A cura di: Redazione
Uno studio della British Society of Gastroenterology, pubblicato sulla rivista "Gut", ha confermato che assumere antibiotici in gravidanza può raddoppiare il rischio di malattie infiammatorie croniche intestinali. Lo studio ha coinvolto più di 800.000 bambini svedesi nati tra il 2006 e il 2016.
Per indagare il rischio di sviluppare le malattie infiammatorie croniche per le quali la diagnosi viene fatta prima dei sei anni, i ricercatori hanno puntato l'attenzione su bambini esposti a terapia antibiotica quando erano ancora nel grembo materno oppure in età neonatale.
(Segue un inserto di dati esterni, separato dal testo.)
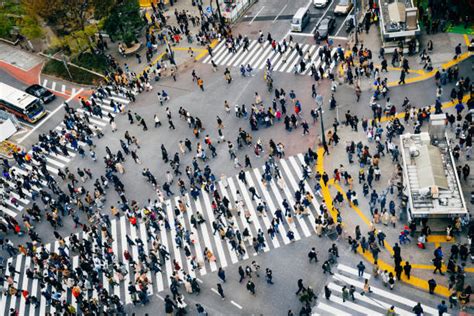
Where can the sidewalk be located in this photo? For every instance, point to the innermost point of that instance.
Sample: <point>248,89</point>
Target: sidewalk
<point>441,56</point>
<point>359,215</point>
<point>180,50</point>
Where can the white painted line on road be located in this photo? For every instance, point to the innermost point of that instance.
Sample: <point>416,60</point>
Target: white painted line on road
<point>322,16</point>
<point>74,94</point>
<point>48,117</point>
<point>41,123</point>
<point>300,34</point>
<point>344,22</point>
<point>342,38</point>
<point>281,11</point>
<point>250,23</point>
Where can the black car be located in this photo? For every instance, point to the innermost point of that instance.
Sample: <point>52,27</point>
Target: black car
<point>41,92</point>
<point>325,26</point>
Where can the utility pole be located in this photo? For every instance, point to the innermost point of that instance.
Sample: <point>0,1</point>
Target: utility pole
<point>219,13</point>
<point>356,22</point>
<point>323,133</point>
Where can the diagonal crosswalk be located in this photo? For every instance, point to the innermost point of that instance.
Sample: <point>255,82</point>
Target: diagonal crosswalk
<point>203,237</point>
<point>11,203</point>
<point>258,54</point>
<point>375,303</point>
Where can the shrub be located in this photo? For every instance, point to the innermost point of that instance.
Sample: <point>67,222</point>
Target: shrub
<point>57,69</point>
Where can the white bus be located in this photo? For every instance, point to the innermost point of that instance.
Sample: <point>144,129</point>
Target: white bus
<point>300,20</point>
<point>25,106</point>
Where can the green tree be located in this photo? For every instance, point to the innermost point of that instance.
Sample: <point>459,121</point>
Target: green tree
<point>124,20</point>
<point>30,27</point>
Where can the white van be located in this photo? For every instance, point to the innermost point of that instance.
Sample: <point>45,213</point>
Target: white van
<point>300,20</point>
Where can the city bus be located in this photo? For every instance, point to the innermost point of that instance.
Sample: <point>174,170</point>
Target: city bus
<point>23,105</point>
Dai dati ottenuti è emerso che l'esposizione agli antibiotici durante la gravidanza ha raddoppiato il rischio di sviluppare una malattia infiammatoria cronica intestinale prima dei sei anni.
Questo aumento, al contrario, non si è verificato se l'esposizione agli antibiotici è avvenuta in età infantile.
Gianluca Ianiro, professore di Gastroenterologia ed Endoscopia Digestiva presso la Fondazione Policlinico Universitario Agostino Gemelli di Roma e consigliere della Società Italiana di Gastroenterologia ed Endoscopia Digestiva, ha spiegato che i dati sono in linea con la fisiopatologia visto che le funzioni principali del microbiota intestinale sono quelle di regolare il sistema immunitario e il metabolismo.
Se questo ambiente viene alterato si possono sviluppare delle malattie associate allo squilibrio di queste funzioni.
Le malattie infiammatorie croniche intestinali sono un gruppo di patologie che hanno in comune la presenza di un'infiammazione a carico della mucosa intestinale, che si manifesta con dolore addominale, diarrea e sangue nelle feci.
Queste malattie, come il morbo di Crohn e la colite ulcerosa, sono scatenate da una predisposizione genetica e una concomitanza di fattori ambientali. Oltre a questo, anche l'alterazione del microbiota intestinale, ovvero l'insieme di virus, batteri, funghi e altri microbi che colonizza l'intestino e svolge funzioni molto importanti.
Gli antibiotici sono i farmaci che più di tutti riescono ad alterare in modo diretto questo ambiente.